We note some study limitations. The APNs used in this study were university-based and had training in research. Therefore, results might be different for community-based nurses. Also, the difference in CD4 counts between the control and intervention groups was not statistically significant at 12 months. We attribute this in part to the control group also having a positive change in CD4 that we speculate is due to enhanced reflection due to assessment and increases in subsequent self-monitoring of adherence. It is also worth noting that there may be a lagged effect of CD4 count relative to viral load, since it takes some time for immune functioning to improve after viral load has been suppressed. In fact, in some people who have been immune-compromised for a long period of time, suppressing viral load later in the course of disease may not result in any substantial improvements in immune functioning [42].

These results show that persons with SMI can achieve lower viral load with appropriate supportive services.
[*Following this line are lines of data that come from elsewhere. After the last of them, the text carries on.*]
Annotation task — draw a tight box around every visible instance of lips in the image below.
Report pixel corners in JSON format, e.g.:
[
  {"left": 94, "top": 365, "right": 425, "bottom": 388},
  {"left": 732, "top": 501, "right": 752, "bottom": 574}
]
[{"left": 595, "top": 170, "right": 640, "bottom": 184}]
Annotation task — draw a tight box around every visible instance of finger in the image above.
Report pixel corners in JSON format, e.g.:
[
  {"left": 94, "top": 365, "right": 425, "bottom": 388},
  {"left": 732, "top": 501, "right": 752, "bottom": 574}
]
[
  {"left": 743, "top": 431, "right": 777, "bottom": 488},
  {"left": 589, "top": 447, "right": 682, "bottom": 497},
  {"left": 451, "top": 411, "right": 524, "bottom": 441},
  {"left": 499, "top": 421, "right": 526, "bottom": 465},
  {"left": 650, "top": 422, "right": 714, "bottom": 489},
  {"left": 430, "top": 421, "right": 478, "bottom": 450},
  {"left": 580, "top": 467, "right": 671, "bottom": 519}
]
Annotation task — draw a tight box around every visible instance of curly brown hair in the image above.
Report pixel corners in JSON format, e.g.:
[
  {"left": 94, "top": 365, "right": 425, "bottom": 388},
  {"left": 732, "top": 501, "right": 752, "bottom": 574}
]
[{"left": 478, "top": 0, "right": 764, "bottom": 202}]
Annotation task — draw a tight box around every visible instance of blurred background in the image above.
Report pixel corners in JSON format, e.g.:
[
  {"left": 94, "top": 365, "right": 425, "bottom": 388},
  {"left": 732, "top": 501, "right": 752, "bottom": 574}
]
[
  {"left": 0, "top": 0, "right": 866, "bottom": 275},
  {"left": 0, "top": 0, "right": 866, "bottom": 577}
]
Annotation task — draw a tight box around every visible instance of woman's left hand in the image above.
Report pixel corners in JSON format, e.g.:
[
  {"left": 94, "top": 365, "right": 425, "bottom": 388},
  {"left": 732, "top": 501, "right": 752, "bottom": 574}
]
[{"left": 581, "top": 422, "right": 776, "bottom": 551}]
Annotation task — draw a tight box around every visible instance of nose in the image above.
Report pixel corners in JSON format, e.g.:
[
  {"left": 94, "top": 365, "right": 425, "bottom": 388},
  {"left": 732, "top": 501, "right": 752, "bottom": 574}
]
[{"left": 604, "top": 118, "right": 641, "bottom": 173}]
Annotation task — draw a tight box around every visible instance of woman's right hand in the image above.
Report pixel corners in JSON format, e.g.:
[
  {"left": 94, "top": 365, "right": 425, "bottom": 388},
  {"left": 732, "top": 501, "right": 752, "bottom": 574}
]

Implementation of community-based nurse disease management for this population and other complex patient populations may have significant impact on viral load, immune functioning, and health-related quality of life. Consistent with innovative efforts toward case finding and early initiation of treatment, reductions in viral load in bridge populations can help contain the epidemic. Our findings also can inform the redesign of health care delivery to the population of persons with SMI to slow the spread of HIV.